What about when management (and financial realities) pushes relentlessly for new options, customizations and deployments? When all time not spent shipping new variants is spent developing features? What then? When is the code going to be refactored? In the developers' spare time?
What about it? Yes, that environment will obviously be less conducive to good code than otherwise. But bad coders will do (a lot!) worse than good coders.
Don't assume that all good code bases out there were written by teams with reasonable, well-defined and stable requirements, plenty of time and money and perfectly enlightened management. Very few projects are like that. Generally, I think you'll find they were written by good developers who kept their heads cool in the face of a range of challenges.
Absolutely, they will also largely not have had bosses that death marched them or changed requirements three times a day - as I said, management do obviously play a role.
Certainly not in spare time. It has to be part of the daily work. I compare it to running a restaurant. Cleaning up the kitchen every night takes time but it has to be done no matter the circumstances. You can't skip it or the health department will come after you.

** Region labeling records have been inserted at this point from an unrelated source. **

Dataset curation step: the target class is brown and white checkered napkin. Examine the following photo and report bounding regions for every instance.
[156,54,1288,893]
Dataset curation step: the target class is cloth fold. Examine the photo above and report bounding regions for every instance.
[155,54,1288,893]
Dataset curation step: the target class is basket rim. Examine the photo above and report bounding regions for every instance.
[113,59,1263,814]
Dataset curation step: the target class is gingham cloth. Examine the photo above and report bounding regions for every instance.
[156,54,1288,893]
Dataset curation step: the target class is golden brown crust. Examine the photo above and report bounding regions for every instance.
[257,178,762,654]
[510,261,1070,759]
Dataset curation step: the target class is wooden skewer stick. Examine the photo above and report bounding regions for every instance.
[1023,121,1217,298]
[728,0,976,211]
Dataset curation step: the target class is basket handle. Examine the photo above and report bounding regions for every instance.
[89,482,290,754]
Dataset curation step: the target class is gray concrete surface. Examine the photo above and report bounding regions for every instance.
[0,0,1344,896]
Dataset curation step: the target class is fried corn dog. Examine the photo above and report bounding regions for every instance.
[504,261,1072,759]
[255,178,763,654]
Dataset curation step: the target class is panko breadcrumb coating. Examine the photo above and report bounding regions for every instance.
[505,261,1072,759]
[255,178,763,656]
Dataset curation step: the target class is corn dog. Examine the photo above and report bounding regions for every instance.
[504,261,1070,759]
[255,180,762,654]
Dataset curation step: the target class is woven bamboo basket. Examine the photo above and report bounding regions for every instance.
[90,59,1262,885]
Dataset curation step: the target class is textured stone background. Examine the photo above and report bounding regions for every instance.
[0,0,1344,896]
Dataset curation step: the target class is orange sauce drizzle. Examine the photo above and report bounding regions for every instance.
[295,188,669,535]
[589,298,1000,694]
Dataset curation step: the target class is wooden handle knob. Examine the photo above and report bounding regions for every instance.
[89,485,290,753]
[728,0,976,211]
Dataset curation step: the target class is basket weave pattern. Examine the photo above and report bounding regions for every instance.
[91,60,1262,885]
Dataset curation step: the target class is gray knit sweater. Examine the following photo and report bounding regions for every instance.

Unfortunately in programming you can get away with taking shortcuts for a long time.
Incidentally, good cooks are extremely tidy, they clean obsessively as they go - and they are under insane pressure, and don't wait for management to allocate time for cleaning.
They clean continously, not primarily to make the end-of-shift cleaning easier, but because it allows them to execute faster, better and more consistently (which in that environment is a necessary condition for executing at all).